Stone Descent Calculation
The question refers to a stone being released from a balloon that is ascending at a rate of 5.0 m/s when the balloon is at a height of 535 m above the ground. We need to determine the time it takes for the stone to reach the ground.
First, we acknowledge that when the stone is released, it has the same upward velocity as the balloon, which is 5.0 m/s upwards. However, gravity will begin to act on the stone immediately after it is released, causing the stone to decelerate at a rate of approximately 9.81 m/s² (the acceleration due to gravity on Earth).
We can use the kinematic equation for uniformly accelerated motion to find the time it takes for the stone to reach the ground. The equation is given by:
\[ s = ut + \frac{1}{2}at^2 \]
where:
- \( s \) is the displacement (535 m in this case, but since the stone will travel upward before reversing direction, we will need to consider this in our calculations),
- \( u \) is the initial velocity (5.0 m/s upward),
- \( a \) is the acceleration due to gravity (-9.81 m/s², negative because it acts downward),
- \( t \) is the time in seconds.
However, we first need to calculate how much time it takes for the stone to come to a stop before it starts to fall back to the ground due to gravity. We use the following kinematic equation for that:
\[ v = u + at \]
Setting \( v = 0 \) since the stone comes to a stop momentarily when the initial upward speed is overcome by gravity, we get:
\[ 0 = 5.0 m/s - (9.81 m/s² \times t) \]
Now, solving for \( t \), which is the time for the stone to reach the peak of its trajectory:
\[ t = \frac{5.0 m/s}{9.81 m/s²} \approx 0.51 s \]
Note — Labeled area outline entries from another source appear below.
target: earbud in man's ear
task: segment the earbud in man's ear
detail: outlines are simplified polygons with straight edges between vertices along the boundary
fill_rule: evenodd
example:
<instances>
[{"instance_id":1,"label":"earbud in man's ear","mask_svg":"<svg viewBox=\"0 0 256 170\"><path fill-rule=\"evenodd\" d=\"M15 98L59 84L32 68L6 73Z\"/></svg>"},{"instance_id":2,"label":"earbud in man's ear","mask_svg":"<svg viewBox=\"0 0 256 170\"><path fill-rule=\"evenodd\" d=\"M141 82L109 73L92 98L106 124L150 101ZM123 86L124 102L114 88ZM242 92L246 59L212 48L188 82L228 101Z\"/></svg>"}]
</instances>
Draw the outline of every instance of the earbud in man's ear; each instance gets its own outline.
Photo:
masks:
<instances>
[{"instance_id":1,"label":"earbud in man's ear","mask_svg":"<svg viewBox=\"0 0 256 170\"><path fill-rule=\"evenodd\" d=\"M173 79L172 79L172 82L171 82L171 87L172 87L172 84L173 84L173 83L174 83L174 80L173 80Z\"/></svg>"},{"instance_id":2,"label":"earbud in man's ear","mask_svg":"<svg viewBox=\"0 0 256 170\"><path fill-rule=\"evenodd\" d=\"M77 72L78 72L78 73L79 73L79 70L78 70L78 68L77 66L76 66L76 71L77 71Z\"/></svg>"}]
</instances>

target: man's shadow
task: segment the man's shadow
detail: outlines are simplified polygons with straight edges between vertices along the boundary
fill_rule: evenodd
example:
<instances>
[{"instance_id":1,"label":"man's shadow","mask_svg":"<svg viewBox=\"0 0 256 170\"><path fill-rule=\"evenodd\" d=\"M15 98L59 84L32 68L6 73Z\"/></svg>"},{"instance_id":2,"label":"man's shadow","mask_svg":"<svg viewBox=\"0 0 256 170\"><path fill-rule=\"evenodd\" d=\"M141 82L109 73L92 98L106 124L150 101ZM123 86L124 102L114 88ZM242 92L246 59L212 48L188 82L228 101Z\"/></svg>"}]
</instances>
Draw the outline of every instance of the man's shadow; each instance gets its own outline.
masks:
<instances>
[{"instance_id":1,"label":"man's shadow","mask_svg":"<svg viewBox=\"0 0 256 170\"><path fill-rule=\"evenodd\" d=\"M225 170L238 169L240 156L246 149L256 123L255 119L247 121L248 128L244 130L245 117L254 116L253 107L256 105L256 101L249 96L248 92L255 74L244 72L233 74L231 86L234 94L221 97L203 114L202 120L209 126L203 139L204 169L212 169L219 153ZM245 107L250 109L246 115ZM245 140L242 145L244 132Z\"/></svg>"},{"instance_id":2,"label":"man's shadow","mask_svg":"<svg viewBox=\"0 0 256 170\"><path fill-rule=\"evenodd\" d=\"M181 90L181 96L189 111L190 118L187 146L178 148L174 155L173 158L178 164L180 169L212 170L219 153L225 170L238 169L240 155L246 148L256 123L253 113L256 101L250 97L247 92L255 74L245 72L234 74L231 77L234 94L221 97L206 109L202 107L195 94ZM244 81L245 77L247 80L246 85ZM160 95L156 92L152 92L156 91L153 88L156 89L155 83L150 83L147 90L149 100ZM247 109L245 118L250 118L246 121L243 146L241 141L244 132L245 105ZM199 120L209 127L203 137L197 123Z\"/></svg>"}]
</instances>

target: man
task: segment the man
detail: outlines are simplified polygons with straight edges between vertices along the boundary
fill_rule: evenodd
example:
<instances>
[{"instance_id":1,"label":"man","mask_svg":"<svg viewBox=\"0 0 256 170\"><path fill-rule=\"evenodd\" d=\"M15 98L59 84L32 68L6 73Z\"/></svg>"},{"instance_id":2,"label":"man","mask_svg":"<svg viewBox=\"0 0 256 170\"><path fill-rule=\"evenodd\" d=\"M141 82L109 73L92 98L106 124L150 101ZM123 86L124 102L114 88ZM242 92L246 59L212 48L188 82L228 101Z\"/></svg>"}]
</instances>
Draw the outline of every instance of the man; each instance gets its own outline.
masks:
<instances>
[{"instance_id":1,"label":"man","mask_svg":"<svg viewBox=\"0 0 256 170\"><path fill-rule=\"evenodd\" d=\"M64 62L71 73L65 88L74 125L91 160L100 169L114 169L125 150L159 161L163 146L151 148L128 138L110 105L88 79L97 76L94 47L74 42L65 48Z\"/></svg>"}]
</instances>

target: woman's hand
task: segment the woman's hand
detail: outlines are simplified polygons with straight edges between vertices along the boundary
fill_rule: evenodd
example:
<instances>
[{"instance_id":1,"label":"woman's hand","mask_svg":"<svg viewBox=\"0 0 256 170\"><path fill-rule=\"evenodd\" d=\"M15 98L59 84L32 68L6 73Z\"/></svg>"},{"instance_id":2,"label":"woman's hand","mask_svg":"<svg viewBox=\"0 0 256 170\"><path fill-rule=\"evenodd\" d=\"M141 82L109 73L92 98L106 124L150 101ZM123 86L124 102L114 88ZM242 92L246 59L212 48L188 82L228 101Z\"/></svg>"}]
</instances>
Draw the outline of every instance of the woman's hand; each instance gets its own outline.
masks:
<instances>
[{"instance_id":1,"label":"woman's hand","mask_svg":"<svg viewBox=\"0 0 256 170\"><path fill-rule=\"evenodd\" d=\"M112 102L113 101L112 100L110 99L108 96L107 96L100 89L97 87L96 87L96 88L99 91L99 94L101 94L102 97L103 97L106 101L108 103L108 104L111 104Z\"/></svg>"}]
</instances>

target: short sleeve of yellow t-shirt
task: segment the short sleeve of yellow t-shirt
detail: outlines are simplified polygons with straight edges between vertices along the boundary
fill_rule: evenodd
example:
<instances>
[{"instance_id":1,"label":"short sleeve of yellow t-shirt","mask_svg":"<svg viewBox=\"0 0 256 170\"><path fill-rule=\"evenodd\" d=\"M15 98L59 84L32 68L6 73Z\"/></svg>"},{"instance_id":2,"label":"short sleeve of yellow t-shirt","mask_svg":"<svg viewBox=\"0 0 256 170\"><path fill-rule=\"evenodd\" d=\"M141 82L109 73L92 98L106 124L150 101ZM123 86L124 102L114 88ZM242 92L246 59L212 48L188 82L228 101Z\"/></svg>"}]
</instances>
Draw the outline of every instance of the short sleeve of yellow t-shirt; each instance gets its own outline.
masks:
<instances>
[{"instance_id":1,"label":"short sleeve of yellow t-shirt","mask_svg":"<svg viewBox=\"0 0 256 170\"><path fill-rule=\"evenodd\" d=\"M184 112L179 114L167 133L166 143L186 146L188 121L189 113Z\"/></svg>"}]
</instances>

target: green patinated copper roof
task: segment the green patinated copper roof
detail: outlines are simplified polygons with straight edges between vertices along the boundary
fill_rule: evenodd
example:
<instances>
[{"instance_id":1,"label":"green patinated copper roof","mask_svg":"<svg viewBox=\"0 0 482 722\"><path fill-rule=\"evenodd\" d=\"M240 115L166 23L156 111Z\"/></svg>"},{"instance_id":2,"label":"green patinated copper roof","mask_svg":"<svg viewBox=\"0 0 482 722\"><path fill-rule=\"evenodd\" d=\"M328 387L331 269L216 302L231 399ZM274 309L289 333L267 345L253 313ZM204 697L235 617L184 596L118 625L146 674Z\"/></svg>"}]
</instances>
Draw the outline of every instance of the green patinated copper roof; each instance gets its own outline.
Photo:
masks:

During this time, the stone will have traveled further upward. We calculate the upward distance using the first equation we mentioned:
\[ s = ut + \frac{1}{2}at^2 \]
\[ s = (5.0 m/s \times 0.51 s) + \frac{1}{2}(-9.81 m/s² \times (0.51 s)^2) \]
Plugging in the numbers we have:
\[ s \approx 5.0 m/s \times 0.51 s + \frac{1}{2} \times -9.81 m/s² \times 0.26 s^2 \]
\[ s \approx 2.55 m - 1.27 m \]
\[ s \approx 1.28 m \]
The total height from which the stone will now fall to the ground is the height of the balloon plus this additional ascent:
\[ H = 535 m + 1.28 m \]
\[ H \approx 536.28 m \]
Now, using the initial velocity as 0 m/s (since we are considering the point from which the stone starts falling down), and the total height from which it falls as \( H \), the kinematic equation becomes:
\[ 536.28 m = 0 m/s \times t + \frac{1}{2}(-9.81 m/s²)t^2 \]
This simplifies to:
\[ 536.28 m = -4.905 t^2 \]
Solving for \( t^2 \):
\[ t^2 = \frac{536.28 m}{4.905} \approx 109.3 \]
Now, solving for \( t \) (the time it takes for the stone to fall):
\[ t \approx \sqrt{109.3} \]
\[ t \approx 10.46 s \]
Finally, we sum the time it took for the stone to stop its ascent (0.51 s) and the time it took to fall to the ground (10.46 s):
Total time \( T = 0.51 s + 10.46 s \approx 10.97 s \)
Therefore, it will take approximately 10.97 seconds for the stone to reach the ground.